Coal burning worldwide reached its peak production in 2013, and 2019 saw the biggest decline in global coal burning- 3%- a ‘trend unlikely to change’ according to author Fred Pearce. Further, the number of new coal plants that began construction worldwide fell by 84% between 2015 and 2018.
In the US, 24% of electricity is now produced by coal; this was at 45% 12 years ago. Trump may assure his supporters in public that ‘the coal industry is back’ but in reality, no coal-burning power plants have been commissioned since he entered the White House.
Coal is becoming a toxic commodity. This is due to a number of reasons, partly because there has been a surge in the growth of alternatives that are both cheaper and cleaner.
Burning coal emits a mixture of mercury, sulfur dioxide and minute particulates that are known to cause a range of respiratory problems and cancer. Limits in coal production set by the Environmental Protection Agency have helped prevent some of these emissions, but many plants don’t have the necessary pollution controls installed.
Pressure from non-governmental health organisations also has a part to play, with the coal capacity retirement between 2008 and 2016 resulting in 80% less sulfur dioxide and 34% less carbon dioxide.

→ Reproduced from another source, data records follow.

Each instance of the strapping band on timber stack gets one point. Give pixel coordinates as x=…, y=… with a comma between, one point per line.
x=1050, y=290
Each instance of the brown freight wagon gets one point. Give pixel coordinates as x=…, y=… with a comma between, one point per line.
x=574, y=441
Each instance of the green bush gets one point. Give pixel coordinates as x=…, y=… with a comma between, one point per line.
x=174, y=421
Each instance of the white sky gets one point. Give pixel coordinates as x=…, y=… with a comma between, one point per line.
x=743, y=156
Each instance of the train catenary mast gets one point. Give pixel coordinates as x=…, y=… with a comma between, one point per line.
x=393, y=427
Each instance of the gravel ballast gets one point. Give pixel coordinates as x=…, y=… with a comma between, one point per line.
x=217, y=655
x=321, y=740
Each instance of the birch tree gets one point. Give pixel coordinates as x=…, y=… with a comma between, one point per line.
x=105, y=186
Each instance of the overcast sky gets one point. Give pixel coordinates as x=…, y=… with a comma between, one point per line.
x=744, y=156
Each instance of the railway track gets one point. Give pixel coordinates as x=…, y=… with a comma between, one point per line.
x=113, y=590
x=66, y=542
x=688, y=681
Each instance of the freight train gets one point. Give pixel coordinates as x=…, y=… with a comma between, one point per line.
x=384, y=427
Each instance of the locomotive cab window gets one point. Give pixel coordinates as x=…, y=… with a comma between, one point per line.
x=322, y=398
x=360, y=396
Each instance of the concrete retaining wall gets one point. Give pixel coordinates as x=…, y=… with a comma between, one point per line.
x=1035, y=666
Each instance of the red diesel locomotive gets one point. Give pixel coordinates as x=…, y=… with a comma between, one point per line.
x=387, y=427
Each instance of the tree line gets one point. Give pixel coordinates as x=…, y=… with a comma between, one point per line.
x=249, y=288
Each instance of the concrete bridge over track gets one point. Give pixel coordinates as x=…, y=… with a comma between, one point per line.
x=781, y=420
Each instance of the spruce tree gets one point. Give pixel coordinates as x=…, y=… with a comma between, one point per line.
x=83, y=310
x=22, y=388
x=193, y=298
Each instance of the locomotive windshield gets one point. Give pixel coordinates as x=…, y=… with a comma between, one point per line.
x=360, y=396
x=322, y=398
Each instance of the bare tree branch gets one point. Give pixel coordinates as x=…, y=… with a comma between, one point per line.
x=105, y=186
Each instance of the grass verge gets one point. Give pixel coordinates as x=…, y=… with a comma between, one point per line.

Market forces are also a contributing factor, with the US-China tariffs stifling much of the US’s safety valve in the face of shrinking domestic demand for coal. In such an instance, the coal would be exported abroad, yet the expense and rising tensions have put off foreign buyers of US coal.
Insurers have been gradually turning their backs on coal production, starting in Europe, then the US. Once the European Investment Bank committed to phasing out the financing of fossil fuel projects by 2021, the potential demise of coal spread quickly among insurers. Pressured by organisations like UnfriendCoal, insurers were most likely dissuaded by the thought of facing public backlash by covering the construction of a coal plant. Insurance is vital in the construction of a coal-fired power plant to allow investors and share-holders to gain confidence in its construction with lower risk. Additionally, Axis, a large US insurer, has pledged not to ‘provide new insurance or facultative reinsurance for the construction of new thermal coal plants or mines and their dedicated infrastructure or oil sands extraction and pipeline projects and their dedicated infrastructure’.
This decline in confidence for coal makes it all the more unlikely that any insurers will provide insurance for the construction of new coal power plants, as it would mean a reputational and financial risk in a turbulent, uncertain economic and political climate. Murray Energy in the US declared bankruptcy last month, one of eight coal companies in 2019 to do so.
It seems as though earlier calls for companies to back out of coal have succeeded. Mark Carney, the governor of the Bank of England, warned that unless firms woke up to the climate crisis, many of their assets would become worthless.
The COVID-19 pandemic has seen dramatic declines in coal consumption in China, with the coal throughput of Qinhuangdao, the main coal port, falling to the lowest level in four years in the four weeks to March 1. However, this will most likely return to normal levels once the virus abates.
It looks as though coal may be completely phased out in the US and Europe, a vital part of reducing our pollutants. One of the most effective ways this is possible is by reducing the energy produced by the oil and gas industry, the largest emitter of greenhouse gas emissions (42%), to make way for cleaner energy production in an effort to decarbonise the future.